Streit told UN experts in the Libyan case that it "strenuously reject[s] any suggestion that Streit Group could knowingly or otherwise break national or international law."

A spokesman for Streit Group has declined to comment on the Sudan sale. But when asked about a similar sale in South Sudan, the company insisted its vehicles are not military vehicles and are not exported with any form of weaponry.

For his part, Mr. Goutorov says working out of the Mideast is easier than operating from Canada. For one, it means shorter shipping distance to customers. In a 2013 CNN interview posted on Streit's website, he estimated his market would be 60 per cent military buyers and 40 per cent commercial customers by 2014.

"We are close to war zones – Middle East and Africa – where there's high demand for armoured vehicles," he told In Dubai.

Plus, it's more difficult for potential clients to travel to Canada, according to Mr. Goutorov, citing this country's "complex entry-visa requirements" as a hindrance. "Almost all of our clients come from war-affected countries; therefore they are not really welcomed to Canada, while in the UAE, a visitor visa can be obtained in just one day."

However, Both Mr. Goutorov and his company, in presentations or interviews, are quick to point out Streit got its start in Canada.

Canadian diplomats based in the United Arab Emirates have also publicly supported Streit as a Canadian company. Claudio Ramirez, a Canadian government official formerly posted to Abu Dhabi, made a point of tweeting in 2015 that "Canada's Streit Group" expanded a UAE factory. Canada's former ambassador to the UAE, Arif Lalani, used the social-media platform in 2013 to speak supportively of this "Canadian company" whose armoured vehicles he said once protected him.

Still, in the 2013 In Dubai interview, Mr. Goutorov said it's hard to imagine his company would have expanded so much if he hadn't moved to the UAE.

Global Affairs in Ottawa won't say whether Canada provides Streit with trade commissioner services – assistance offered to help Canadian companies expand globally – explaining to divulge this could harm a firm's commercial interests.

Mr. Goutorov's company has attracted attention from Washington, though.
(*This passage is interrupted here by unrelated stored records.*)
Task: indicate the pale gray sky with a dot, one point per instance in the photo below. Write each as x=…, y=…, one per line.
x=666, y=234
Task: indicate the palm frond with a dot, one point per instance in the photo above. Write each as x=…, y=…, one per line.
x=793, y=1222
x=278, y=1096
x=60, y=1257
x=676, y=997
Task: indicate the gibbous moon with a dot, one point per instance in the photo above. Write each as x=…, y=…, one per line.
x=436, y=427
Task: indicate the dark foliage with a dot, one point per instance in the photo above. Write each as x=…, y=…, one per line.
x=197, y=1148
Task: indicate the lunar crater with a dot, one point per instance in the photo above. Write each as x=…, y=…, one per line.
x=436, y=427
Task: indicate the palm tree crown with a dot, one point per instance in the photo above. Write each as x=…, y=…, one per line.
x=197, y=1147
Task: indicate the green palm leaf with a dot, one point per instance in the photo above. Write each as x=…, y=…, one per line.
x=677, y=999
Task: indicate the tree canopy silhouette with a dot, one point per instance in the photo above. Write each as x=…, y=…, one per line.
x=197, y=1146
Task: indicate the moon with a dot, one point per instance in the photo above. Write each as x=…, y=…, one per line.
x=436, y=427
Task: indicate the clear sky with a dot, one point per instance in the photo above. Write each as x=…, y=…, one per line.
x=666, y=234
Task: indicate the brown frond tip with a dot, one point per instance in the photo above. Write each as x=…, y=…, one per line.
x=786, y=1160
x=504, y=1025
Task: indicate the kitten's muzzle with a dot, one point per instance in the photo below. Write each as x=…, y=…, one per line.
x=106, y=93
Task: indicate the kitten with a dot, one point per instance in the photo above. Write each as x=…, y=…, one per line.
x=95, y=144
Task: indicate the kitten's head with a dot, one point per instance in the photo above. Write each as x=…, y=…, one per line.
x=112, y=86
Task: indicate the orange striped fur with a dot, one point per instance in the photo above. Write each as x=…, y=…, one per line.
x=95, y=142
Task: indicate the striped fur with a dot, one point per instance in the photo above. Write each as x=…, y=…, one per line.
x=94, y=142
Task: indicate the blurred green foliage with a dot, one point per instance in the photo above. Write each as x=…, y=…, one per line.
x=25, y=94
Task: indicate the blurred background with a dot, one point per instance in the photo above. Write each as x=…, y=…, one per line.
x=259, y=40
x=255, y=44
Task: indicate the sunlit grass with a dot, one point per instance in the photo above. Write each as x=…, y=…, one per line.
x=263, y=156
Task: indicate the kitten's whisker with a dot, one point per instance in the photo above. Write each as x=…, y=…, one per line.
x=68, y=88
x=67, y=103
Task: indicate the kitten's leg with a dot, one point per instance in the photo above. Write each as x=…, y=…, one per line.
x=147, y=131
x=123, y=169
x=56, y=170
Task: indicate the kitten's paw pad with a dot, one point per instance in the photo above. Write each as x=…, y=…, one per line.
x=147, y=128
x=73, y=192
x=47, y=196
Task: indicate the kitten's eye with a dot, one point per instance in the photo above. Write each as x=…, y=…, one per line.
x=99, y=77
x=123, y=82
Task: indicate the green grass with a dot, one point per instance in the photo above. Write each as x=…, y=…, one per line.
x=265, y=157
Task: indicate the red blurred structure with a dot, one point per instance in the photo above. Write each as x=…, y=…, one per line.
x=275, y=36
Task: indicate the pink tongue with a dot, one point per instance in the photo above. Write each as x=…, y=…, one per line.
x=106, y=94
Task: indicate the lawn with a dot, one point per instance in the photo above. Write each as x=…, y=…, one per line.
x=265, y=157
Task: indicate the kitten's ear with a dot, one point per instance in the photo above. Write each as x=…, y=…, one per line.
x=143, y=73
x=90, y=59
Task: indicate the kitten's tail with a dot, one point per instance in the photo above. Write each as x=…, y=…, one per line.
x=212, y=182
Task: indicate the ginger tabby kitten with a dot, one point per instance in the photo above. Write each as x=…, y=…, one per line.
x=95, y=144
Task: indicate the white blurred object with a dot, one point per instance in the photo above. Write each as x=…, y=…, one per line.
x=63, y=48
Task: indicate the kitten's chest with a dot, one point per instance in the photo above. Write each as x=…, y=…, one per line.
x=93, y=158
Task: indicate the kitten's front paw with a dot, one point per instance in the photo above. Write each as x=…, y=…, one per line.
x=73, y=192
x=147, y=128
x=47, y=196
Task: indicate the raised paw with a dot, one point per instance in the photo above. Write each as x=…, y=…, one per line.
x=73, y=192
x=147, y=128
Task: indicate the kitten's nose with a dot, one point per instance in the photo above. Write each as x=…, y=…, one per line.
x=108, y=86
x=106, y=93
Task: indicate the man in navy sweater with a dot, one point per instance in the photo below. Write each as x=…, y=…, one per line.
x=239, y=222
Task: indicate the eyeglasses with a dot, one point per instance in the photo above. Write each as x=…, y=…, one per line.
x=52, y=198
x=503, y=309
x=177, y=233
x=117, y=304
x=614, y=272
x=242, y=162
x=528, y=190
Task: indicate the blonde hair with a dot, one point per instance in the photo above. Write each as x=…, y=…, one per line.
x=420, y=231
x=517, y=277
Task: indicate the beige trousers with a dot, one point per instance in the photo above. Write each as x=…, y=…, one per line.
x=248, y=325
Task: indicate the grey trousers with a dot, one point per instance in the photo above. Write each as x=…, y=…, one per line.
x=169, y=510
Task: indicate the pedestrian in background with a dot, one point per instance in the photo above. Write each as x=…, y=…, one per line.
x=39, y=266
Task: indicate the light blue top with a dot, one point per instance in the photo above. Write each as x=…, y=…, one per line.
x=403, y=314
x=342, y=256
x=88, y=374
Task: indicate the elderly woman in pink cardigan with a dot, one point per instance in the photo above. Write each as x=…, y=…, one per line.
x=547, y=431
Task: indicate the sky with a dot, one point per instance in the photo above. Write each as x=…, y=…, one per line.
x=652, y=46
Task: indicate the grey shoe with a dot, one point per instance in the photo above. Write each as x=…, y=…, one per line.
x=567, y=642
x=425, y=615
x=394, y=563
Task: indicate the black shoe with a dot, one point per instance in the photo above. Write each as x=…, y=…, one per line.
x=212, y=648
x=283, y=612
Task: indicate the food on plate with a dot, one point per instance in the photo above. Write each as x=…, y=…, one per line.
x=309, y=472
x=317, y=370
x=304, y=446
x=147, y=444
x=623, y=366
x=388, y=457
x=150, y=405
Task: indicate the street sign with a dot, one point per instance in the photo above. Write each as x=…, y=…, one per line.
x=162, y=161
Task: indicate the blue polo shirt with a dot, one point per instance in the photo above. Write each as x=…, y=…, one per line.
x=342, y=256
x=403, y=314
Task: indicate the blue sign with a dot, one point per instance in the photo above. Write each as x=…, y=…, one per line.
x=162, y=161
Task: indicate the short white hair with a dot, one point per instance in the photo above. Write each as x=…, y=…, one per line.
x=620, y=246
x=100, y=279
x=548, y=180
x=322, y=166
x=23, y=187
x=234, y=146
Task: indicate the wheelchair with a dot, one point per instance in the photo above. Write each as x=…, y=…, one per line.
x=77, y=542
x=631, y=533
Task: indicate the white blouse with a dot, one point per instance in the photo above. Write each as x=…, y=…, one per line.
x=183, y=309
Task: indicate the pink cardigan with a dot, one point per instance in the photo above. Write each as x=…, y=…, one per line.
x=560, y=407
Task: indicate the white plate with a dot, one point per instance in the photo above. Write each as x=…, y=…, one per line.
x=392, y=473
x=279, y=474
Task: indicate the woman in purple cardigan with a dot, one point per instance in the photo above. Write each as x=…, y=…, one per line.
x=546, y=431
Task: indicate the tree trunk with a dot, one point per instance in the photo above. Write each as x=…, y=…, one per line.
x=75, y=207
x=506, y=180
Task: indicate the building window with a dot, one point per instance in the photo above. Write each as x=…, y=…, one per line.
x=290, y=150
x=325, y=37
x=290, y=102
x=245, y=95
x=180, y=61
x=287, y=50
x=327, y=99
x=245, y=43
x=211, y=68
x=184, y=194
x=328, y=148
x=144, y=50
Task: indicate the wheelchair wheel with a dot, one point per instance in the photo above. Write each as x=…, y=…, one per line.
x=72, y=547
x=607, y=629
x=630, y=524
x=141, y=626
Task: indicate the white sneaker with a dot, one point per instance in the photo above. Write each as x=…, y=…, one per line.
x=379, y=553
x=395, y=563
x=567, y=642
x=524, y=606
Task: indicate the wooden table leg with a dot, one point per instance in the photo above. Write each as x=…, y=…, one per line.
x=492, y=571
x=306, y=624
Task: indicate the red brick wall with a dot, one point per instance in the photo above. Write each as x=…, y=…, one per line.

Streit recently ran afoul of U.S. export rules over armoured-vehicle exports from its U.S. plant. In September, 2015, the Department of Commerce's Bureau of Industry and Security, which polices foreign exports, announced it had imposed a $3.5-million (U.S.) penalty on Streit, several affiliated companies and corporate officers including Mr. Goutorov.

The U.S. government announced that $1.5-million (U.S.) of this penalty was "suspended" as part of the settlement agreement with Streit but said the fine was applied because Streit companies shipped armoured vehicles to destinations including Iraq, Afghanistan, Nigeria and the Philippines without obtaining required export licences.